坂本が目を覚ますと、静かに眠るAがすぐ側にいた。

小さく白い手に坂本の指が絡んでいて、白い肌には赤い花が咲く。


(嗚呼、幸せじゃあ)


さらさらと髪を撫でていると、Aの目がうっすらと開く。
まだぼうっとしているようで、虚ろな瞳。
坂本はそんな顔すら愛おしく感じていた。



「おはよう、A」



そう声をかければ、Aは何も纏わぬ身を見て、坂本に背中を向けた。



「…おはようございます」



そうぼそりと呟き、溜息をついた。

そんなAを後ろから抱きしめると、くすぐったそうにAはもがく。

 

「何を落ち込んどう」



「別に落ち込んでませんよ…ただ、判断が軽率すぎたな、と」



「そうかあ。良くなかったか…」



「そう言ってる訳じゃ…」



「じゃあ良かったんか」



そう悪戯っぽく笑って言えば、Aは坂本の方に振り返り、口を手で塞いだ。

余計なことを言うなと不満げな顔で見るAの掌を、坂本がぺろりと舐めれば飛び跳ねるようにして手を離した。



「やっとこっち向いたの」



小さな身体を坂本が抱き締めた。
Aは抵抗することなく、それを受け止めた。




「A…好きぜよ」





「…それは、夜に、いっぱい聞かせて貰いました」





Aの首元にある別の男の跡に触れる。
その上からまた新しい跡がついていた。




「身体だけやなか。本当におまんが好きぜよ」




「それは、凄く感じてます」




「何度だって好きだと言ってやる。じゃが」




その言葉にAはぴくりと動く。

坂本は赤いAの唇に触れる。




「坂本さ」




触れた指にもどかしいような顔で、Aは坂本を見つめた。

そこは唯一坂本が口付けなかった場所だった。





「これが欲しかったら、早く心を決めとうせ」





坂本はAの額に口付けを落とした。


.


.


坂本と艦長室を出、陸奥に出会した。
陸奥は艦長室からAが出てきたことを驚きつつも、酔って運ばれたことを船員に聞いたのか、真っ先にAに謝罪した。



「お姉ちゃん。またね。
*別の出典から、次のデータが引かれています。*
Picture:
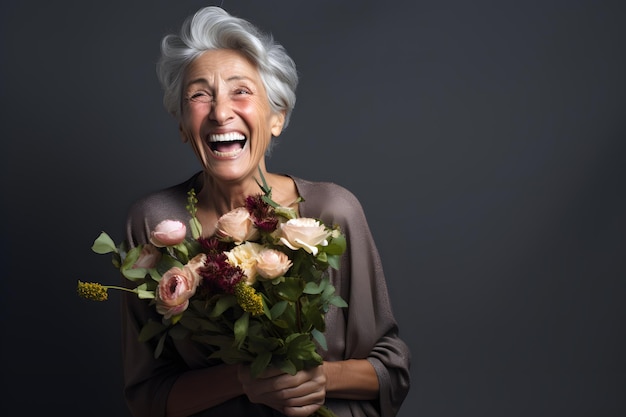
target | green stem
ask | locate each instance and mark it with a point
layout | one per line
(115, 287)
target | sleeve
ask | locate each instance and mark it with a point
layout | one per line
(371, 330)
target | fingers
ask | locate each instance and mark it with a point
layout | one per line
(293, 395)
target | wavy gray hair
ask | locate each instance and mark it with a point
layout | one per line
(213, 28)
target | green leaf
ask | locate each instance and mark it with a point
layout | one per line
(278, 309)
(260, 363)
(104, 244)
(196, 227)
(223, 304)
(336, 246)
(134, 274)
(319, 338)
(131, 257)
(290, 289)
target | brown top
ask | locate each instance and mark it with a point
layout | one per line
(366, 329)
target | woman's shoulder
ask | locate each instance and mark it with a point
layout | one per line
(163, 203)
(322, 189)
(328, 200)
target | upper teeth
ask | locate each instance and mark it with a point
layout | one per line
(226, 137)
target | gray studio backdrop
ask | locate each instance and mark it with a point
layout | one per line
(485, 140)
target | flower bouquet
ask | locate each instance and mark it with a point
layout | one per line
(255, 293)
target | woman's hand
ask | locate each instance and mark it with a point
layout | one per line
(298, 395)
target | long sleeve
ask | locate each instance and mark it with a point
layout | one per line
(367, 329)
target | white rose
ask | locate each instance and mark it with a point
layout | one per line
(245, 257)
(305, 233)
(272, 263)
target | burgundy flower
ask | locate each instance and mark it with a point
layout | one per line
(262, 213)
(219, 276)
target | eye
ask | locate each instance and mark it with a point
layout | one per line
(242, 91)
(200, 97)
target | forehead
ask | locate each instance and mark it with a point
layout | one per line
(221, 64)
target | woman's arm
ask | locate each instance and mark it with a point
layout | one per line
(352, 379)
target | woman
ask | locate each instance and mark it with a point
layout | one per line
(232, 89)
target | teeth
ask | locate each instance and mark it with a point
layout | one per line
(226, 137)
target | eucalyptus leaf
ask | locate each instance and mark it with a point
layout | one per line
(223, 304)
(290, 289)
(260, 363)
(241, 328)
(135, 274)
(320, 338)
(278, 309)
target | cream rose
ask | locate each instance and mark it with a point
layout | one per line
(237, 225)
(148, 257)
(175, 289)
(272, 263)
(245, 257)
(168, 233)
(305, 233)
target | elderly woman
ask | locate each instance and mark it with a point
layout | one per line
(232, 90)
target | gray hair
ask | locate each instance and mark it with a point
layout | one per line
(213, 28)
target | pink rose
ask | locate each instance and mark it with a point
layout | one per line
(168, 233)
(237, 225)
(148, 257)
(272, 263)
(304, 233)
(175, 289)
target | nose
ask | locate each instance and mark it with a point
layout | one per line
(221, 111)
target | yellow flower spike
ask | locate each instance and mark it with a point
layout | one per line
(248, 299)
(92, 291)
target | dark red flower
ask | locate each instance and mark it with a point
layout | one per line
(262, 213)
(219, 276)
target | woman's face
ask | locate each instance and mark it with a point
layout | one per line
(226, 114)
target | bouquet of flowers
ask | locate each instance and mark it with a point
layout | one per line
(256, 292)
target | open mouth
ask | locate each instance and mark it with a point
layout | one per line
(227, 144)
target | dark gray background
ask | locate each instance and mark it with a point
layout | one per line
(485, 140)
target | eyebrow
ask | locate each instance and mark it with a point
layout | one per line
(202, 80)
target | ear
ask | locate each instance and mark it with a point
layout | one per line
(277, 123)
(183, 136)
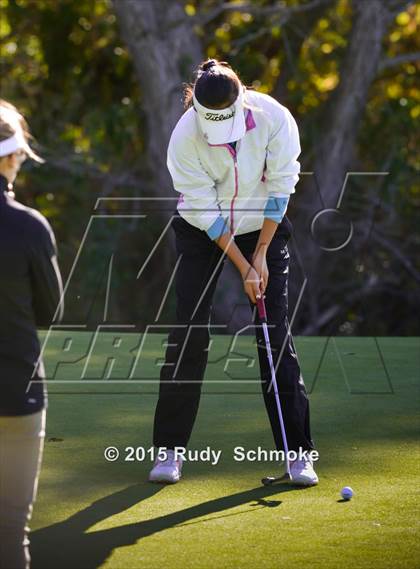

飲みすぎないようにね」



「またの」




「坂本さんも、また」




「待っとるからの」




その坂本の言葉に、Aは困ったような顔をして足早にその場を去っていった。




「坂本。昨夜わしに濃い酒を入れたな」




「さあ。何のことぜよ」



陸奥の問いに、坂本はわざとらしい素っ頓狂な声をあげた。

.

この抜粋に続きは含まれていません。